Melhorias de segurança[editar | editar código-fonte]


  • A equipe de desenvolvimento do VeraCrypt considerou o formato de armazenamento TrueCrypt muito vulnerável a ataques da Agência de Segurança Nacional (NSA); portanto, criou um novo formato incompatível com o do TrueCrypt. Essa é uma das principais diferenças entre o VeraCrypt e seu concorrente CipherShed , que continua usando o formato TrueCrypt. O VeraCrypt ainda é capaz de abrir e converter volumes no formato TrueCrypt.
  • Uma auditoria de segurança independente do TrueCrypt, lançada em 29 de setembro de 2015, constatou que o TrueCrypt inclui duas vulnerabilidades no driver de instalação do Windows, permitindo a execução arbitrária de códigos de invasores e a escalação de privilégios via seqüestro de DLL.  Isso foi corrigido no VeraCrypt em janeiro de 2016.
  • Enquanto o TrueCrypt usa 1.000 iterações do algoritmo PBKDF2 - RIPEMD160 para partições do sistema, o VeraCrypt usa 200.000 ou 327.661 iterações por padrão (que é personalizável pelo usuário com o mínimo de 2.048), dependendo do algoritmo usado.  Para contêineres padrão e outras partições, o VeraCrypt usa 655.331 iterações do RIPEMD160 e 500.000 iterações do SHA-2 e Whirlpool por padrão (que é personalizável pelo usuário em 16.000).  Embora essas configurações padrão tornem o VeraCrypt mais lento na abertura de partições criptografadas, também tornam os ataques de adivinhação de senha mais lentos.
  • Além disso, desde a versão 1.12, um novo recurso chamado "Personal Iterations Multiplier" (PIM) fornece um parâmetro cujo valor é usado para controlar o número de iterações usadas pela função de derivação da chave de cabeçalho, dificultando ainda mais os ataques de força bruta . O VeraCrypt pronto para uso usa um valor PIM razoável para melhorar a segurança,  mas os usuários podem fornecer um valor mais alto para aprimorar a segurança. A principal desvantagem desse recurso é que ele torna o processo de abertura de arquivos criptografados ainda mais lento.
  • Uma vulnerabilidade no carregador de inicialização foi corrigida no Windows e várias otimizações também foram feitas. Os desenvolvedores adicionaram suporte ao SHA-256 à opção de criptografia de inicialização do sistema e também corrigiram um problema de segurança ShellExecute. Os usuários de Linux e macOS se beneficiam do suporte a discos rígidos com tamanhos de setor maiores que 512. O Linux também recebeu suporte para a formatação de volumes NTFS.
  • As senhas Unicode são suportadas em todos os sistemas operacionais desde a versão 1.17 (exceto para criptografia do sistema no Windows).
  • O VeraCrypt adicionou a capacidade de inicializar partições do sistema usando UEFI na versão 1.18a.
  • A opção para ativar / desativar o suporte ao comando TRIM para unidades de sistema e não-sistema foi adicionada na versão 1.22.

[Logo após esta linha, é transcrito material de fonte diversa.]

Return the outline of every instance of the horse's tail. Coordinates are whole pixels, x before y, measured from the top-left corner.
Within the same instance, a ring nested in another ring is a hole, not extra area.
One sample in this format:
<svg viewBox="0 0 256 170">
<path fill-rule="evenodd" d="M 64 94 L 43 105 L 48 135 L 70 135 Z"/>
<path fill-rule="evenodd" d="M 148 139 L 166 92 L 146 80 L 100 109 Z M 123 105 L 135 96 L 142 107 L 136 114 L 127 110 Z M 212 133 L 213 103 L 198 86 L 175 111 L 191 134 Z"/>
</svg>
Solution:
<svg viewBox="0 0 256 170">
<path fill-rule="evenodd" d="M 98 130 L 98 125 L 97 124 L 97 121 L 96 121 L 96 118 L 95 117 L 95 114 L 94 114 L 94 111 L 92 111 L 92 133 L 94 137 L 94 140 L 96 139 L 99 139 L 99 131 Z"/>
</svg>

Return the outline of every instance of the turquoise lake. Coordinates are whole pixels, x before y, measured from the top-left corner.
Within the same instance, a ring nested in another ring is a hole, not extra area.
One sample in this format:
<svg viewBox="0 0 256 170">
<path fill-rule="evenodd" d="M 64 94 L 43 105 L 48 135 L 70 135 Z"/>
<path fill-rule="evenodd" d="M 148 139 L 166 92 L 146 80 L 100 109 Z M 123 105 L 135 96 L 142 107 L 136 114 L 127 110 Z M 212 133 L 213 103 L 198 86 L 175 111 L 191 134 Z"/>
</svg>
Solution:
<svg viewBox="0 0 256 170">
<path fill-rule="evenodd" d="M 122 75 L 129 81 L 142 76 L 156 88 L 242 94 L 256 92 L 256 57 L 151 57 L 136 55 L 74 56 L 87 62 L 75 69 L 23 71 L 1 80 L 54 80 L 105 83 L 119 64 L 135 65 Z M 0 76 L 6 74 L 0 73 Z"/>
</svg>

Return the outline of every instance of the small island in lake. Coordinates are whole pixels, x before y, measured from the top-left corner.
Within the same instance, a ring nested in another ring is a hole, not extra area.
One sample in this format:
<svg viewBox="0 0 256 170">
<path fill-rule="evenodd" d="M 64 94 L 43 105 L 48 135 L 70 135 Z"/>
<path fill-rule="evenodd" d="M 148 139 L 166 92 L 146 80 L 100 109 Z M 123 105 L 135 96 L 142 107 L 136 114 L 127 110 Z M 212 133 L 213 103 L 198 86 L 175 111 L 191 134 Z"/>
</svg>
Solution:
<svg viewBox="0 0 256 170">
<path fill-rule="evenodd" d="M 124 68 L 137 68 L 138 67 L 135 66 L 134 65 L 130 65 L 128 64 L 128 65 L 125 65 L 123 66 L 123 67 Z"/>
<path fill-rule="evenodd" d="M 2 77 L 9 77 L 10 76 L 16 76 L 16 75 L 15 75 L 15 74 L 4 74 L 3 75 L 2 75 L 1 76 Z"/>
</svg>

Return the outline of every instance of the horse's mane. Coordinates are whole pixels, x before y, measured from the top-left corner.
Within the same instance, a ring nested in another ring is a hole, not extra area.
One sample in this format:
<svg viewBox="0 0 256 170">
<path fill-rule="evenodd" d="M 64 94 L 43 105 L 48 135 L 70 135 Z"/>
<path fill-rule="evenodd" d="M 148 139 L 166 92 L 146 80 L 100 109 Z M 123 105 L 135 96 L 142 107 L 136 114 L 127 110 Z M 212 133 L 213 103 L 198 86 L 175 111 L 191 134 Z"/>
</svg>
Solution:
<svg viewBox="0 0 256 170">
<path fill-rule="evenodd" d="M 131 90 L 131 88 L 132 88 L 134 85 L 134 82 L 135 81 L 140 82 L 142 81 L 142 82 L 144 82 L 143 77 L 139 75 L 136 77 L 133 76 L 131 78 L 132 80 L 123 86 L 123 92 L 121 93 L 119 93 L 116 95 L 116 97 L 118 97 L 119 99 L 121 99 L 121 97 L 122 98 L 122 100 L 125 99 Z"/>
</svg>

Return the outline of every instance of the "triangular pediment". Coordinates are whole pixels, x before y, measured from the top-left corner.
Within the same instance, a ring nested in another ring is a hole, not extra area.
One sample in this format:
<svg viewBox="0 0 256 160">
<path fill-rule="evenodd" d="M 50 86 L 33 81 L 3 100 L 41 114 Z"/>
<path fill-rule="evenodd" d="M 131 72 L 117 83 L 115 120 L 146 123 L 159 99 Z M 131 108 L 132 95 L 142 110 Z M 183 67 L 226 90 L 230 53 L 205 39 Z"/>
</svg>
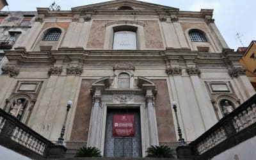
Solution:
<svg viewBox="0 0 256 160">
<path fill-rule="evenodd" d="M 128 6 L 134 10 L 179 10 L 179 8 L 162 6 L 150 3 L 141 2 L 134 0 L 116 0 L 104 3 L 95 3 L 90 5 L 72 8 L 72 10 L 115 10 L 122 6 Z"/>
</svg>

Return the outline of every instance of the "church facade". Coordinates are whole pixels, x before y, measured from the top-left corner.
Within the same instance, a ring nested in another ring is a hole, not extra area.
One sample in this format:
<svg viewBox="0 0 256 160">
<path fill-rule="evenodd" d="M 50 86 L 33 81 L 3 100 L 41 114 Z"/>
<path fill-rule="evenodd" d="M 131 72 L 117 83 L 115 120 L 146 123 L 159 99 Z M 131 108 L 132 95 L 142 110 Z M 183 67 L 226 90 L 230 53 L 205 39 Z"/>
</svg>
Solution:
<svg viewBox="0 0 256 160">
<path fill-rule="evenodd" d="M 189 143 L 255 93 L 212 12 L 133 0 L 38 8 L 19 46 L 4 51 L 0 106 L 55 141 L 70 100 L 68 150 L 145 157 L 150 145 L 175 145 L 175 101 Z"/>
</svg>

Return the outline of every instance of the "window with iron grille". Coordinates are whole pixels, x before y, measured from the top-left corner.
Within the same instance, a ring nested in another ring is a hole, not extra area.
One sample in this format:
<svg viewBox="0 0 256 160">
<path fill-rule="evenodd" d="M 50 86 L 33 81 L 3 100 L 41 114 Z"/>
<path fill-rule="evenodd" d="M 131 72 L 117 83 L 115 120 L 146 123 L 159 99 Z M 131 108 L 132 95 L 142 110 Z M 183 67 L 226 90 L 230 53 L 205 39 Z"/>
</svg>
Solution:
<svg viewBox="0 0 256 160">
<path fill-rule="evenodd" d="M 205 35 L 199 31 L 192 30 L 189 35 L 192 42 L 207 42 Z"/>
<path fill-rule="evenodd" d="M 21 26 L 28 26 L 30 25 L 30 20 L 22 20 L 20 24 Z"/>
<path fill-rule="evenodd" d="M 61 31 L 60 29 L 51 29 L 46 33 L 42 40 L 59 40 Z"/>
</svg>

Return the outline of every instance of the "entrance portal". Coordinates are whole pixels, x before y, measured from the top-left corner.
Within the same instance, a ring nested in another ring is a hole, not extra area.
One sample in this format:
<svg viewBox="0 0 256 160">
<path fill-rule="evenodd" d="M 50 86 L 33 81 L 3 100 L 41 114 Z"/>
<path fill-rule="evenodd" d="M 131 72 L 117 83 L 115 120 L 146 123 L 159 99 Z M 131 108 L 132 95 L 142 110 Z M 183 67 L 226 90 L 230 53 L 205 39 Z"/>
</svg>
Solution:
<svg viewBox="0 0 256 160">
<path fill-rule="evenodd" d="M 113 136 L 114 115 L 130 115 L 134 118 L 134 134 Z M 108 109 L 106 125 L 105 157 L 141 157 L 141 138 L 139 109 Z"/>
</svg>

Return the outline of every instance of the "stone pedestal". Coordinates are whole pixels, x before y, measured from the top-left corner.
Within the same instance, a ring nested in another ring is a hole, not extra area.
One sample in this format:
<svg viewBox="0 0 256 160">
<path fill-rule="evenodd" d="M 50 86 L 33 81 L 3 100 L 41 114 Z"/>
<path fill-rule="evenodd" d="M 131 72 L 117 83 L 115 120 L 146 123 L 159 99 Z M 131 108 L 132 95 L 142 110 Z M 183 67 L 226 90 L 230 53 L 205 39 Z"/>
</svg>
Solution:
<svg viewBox="0 0 256 160">
<path fill-rule="evenodd" d="M 48 158 L 63 158 L 67 148 L 63 145 L 52 145 L 49 147 Z"/>
<path fill-rule="evenodd" d="M 193 148 L 191 146 L 178 146 L 176 154 L 178 159 L 193 159 Z"/>
</svg>

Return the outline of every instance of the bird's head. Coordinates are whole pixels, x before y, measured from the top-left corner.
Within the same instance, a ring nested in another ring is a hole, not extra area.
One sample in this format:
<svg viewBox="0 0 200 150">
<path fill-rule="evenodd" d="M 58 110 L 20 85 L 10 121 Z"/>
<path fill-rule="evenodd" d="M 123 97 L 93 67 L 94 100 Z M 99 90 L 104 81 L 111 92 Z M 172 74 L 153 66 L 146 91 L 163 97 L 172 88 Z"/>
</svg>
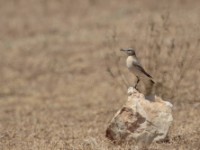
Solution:
<svg viewBox="0 0 200 150">
<path fill-rule="evenodd" d="M 136 56 L 135 50 L 132 48 L 126 48 L 126 49 L 121 48 L 120 51 L 125 52 L 128 56 Z"/>
</svg>

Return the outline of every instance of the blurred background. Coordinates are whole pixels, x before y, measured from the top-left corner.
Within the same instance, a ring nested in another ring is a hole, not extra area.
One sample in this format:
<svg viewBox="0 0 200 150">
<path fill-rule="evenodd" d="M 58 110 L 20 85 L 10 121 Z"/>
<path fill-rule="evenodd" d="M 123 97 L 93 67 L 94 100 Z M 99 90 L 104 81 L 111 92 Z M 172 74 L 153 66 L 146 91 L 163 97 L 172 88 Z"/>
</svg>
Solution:
<svg viewBox="0 0 200 150">
<path fill-rule="evenodd" d="M 200 149 L 198 0 L 0 0 L 0 22 L 0 149 L 130 149 L 105 138 L 127 47 L 174 105 L 150 149 Z"/>
</svg>

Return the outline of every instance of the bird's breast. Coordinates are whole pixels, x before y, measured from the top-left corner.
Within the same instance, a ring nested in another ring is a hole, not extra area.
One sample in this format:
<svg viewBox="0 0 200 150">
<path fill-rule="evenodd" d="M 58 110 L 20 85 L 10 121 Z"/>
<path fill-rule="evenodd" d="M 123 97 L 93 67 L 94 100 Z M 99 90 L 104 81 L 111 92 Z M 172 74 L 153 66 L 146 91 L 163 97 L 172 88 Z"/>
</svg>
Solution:
<svg viewBox="0 0 200 150">
<path fill-rule="evenodd" d="M 133 63 L 137 62 L 137 60 L 133 56 L 128 56 L 126 60 L 126 66 L 128 69 L 133 69 Z"/>
</svg>

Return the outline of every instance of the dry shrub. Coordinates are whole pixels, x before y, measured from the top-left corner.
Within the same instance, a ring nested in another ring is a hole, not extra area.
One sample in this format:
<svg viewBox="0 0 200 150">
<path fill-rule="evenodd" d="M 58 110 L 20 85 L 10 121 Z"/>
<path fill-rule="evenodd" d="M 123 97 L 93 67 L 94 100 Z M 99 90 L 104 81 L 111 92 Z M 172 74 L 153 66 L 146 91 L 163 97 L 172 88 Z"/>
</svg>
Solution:
<svg viewBox="0 0 200 150">
<path fill-rule="evenodd" d="M 134 43 L 129 45 L 136 48 L 144 68 L 156 81 L 157 95 L 176 101 L 181 101 L 183 97 L 184 100 L 195 100 L 200 84 L 198 64 L 200 39 L 198 37 L 193 40 L 189 37 L 177 38 L 176 33 L 173 33 L 175 27 L 171 26 L 169 12 L 161 15 L 160 18 L 160 24 L 153 20 L 149 21 L 146 43 L 141 43 L 134 38 L 131 40 Z M 184 29 L 181 32 L 181 35 L 187 33 Z M 107 71 L 120 87 L 133 85 L 128 81 L 127 70 L 124 62 L 122 63 L 125 57 L 122 60 L 122 54 L 118 52 L 120 41 L 116 30 L 113 30 L 112 36 L 107 41 L 110 49 L 105 58 Z M 140 48 L 141 50 L 138 50 Z"/>
</svg>

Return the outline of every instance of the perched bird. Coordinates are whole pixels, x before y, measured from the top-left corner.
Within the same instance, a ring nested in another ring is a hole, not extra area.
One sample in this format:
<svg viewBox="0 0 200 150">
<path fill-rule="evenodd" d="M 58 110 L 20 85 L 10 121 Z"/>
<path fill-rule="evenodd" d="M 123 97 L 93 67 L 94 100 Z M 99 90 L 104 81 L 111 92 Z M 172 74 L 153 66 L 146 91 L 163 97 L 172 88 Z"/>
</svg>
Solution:
<svg viewBox="0 0 200 150">
<path fill-rule="evenodd" d="M 127 49 L 120 49 L 120 51 L 123 51 L 128 55 L 126 59 L 126 65 L 128 69 L 137 77 L 135 88 L 137 87 L 140 80 L 144 82 L 149 81 L 148 83 L 150 84 L 150 88 L 152 88 L 152 85 L 154 84 L 153 78 L 144 70 L 144 68 L 140 64 L 136 56 L 135 50 L 132 48 L 127 48 Z"/>
</svg>

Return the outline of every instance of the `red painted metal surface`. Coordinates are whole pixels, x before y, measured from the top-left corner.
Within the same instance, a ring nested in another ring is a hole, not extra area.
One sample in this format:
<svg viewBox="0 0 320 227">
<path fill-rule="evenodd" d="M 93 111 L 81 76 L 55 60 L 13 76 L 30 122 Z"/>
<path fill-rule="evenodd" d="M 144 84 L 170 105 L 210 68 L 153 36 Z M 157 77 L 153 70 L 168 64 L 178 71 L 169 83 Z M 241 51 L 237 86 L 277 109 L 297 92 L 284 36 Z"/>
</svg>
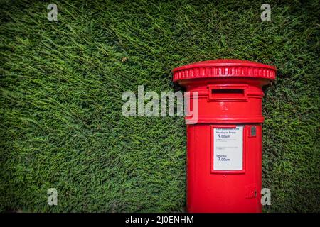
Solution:
<svg viewBox="0 0 320 227">
<path fill-rule="evenodd" d="M 187 125 L 188 211 L 261 212 L 261 88 L 275 79 L 275 67 L 218 60 L 173 72 L 174 82 L 198 93 L 198 122 Z M 230 138 L 220 138 L 225 132 Z"/>
</svg>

Esquema de criptografia[editar | editar código-fonte]

Algoritmos

Cifras individuais apoiados por VeraCrypt são AES, Serpent e Twofish. Além disso, cinco combinações diferentes de algoritmos em cascata estão disponíveis: AES-Twofish, AES-Twofish-serpente, Serpente-AES, Serpente-Twofish-AES e Twofish-Serpente. As funções hash criptográficas disponíveis para uso em VeraCrypt são RIPEMD-160, SHA-256, SHA-512, e Whirlpool.

Modos de operação

VeraCrypt utiliza o modo de operação XTS.

Chaves

A chave do cabeçalho e o cabeçalho chave secundária (modo XTS) são gerados usando PBKDF2 com um sal (criptografia) de 512 bits e 327.661 a 655.331 iterações, dependendo da função hash subjacente usado.